In Yelich, Milwaukee is getting a .290 career hitter who batted .282 with 18 home runs and 81 RBIs in 156 games last season. He led all MLB center fielders with a .997 fielding percentage and committed just one error all season, his first full campaign in center.

“I think we view him as one of the bright young players in baseball right now, both offensively and defensively,” Stearns said. “(He’s) a player who can contribute to a championship-caliber team … we think he’s proven that over his young career, we expect him to do so (in Milwaukee).

“We’re getting a player who is just now in the prime of his career, and we’re getting a player who can be a Milwaukee Brewer for the next five years.”

Yelich, 26, was the subject of trade rumors for much of the offseason as the Marlins were dismantled under a new ownership group led by former Yankees star Derek Jeter.

Once Giancarlo Stanton, Dee Gordon and Marcell Ozuna were traded away, Yelich reportedly sought an exit from South Florida and now gets a chance to start fresh with a team looking to build on a breakthrough season in 2017.

“Honestly, it was getting exhausting, having to deal with it really since the end of the season and almost all the way up to spring training,” Yelich said. “For me, its more a relief that its over and you can just get back to focusing on playing baseball and doing what you love to do. I’m excited for the new opportunity and glad all that’s stuff is behind me.”

Not long after the Brewers announced the trade, Milwaukee also reached a reported five-year, $80 million deal with Cain, the Brewers’ 17th-round pick in the 2014 draft and later, the organization’s top prospect. He provided a glimpse of his ability by hitting .306 in 43 games late in 2010 but was dealt to Kansas City that winter in the deal that brought ace Zack Greinke to Milwaukee.

Cain, 31, hit .289 with 56 home runs and 308 RBIs during his seven seasons in Kansas City, earning a spot on the AL All-Star team and finishing third in MVP voting in 2015 as the Royals won the World Series.
Adding players the caliber of Yelich and Cain isn’t cheap — both financially as well as in terms of young talent.

To obtain Yelich, Stearns had to part with four high-level prospects, including outfielder and No. 1 overall prospect Lewis Brinson.

Stearns also sent outfielder Monte Harrison, infielder Isan Diaz and right-handed pitcher Jordan Yamamoto.

“It’s an honor that a team believes in you that much to give up some of their better prospects,” Yelich said.

Yelich will earn $7 million this season, the fourth in a seven-year deal signed in March 2015 that will pay him $43.25 million through the 2021 season.

Adding Cain will boost the payroll, too, but the Brewers have plenty of space.

Going into the offseason, Ryan Braun and Eric Thames represented Milwaukee’s only long-term obligations, with Braun — signed through 2020 — due $20 million in 2018 and Thames slated to draw $5 million this season and $6 million in 2019.

Stearns signed right-hander Jhoulys Chacin to a two-year deal and after agreeing to terms with all of Milwaukee’s arbitration-eligible players, the Brewers have an expected Opening Day payroll of $68 million not including their pre-arbitration players or any more signings.

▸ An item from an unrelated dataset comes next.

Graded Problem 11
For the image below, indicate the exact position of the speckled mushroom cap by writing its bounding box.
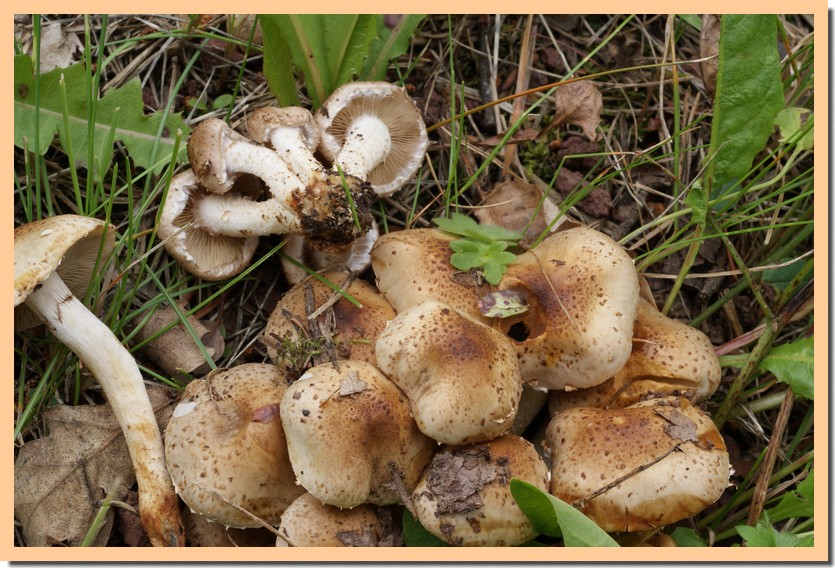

The deals also suggest there’s a least one more coming. As it stands, the Brewers currently have six starting-caliber outfielders in Yelich, Cain, Braun, Domingo Santana, Keon Broxton and Brett Phillips.

Santana, the subject of trade rumors, is likely the odd man out. The 24-year-old hit .278 with 30 home runs and 73 RBIs last season and is under team control through the 2022 season, making him an ideal trade candidate — especially as Stearns continues to find ways to bolster a starting rotation that will be without right-hander Jimmy Nelson for much of next season.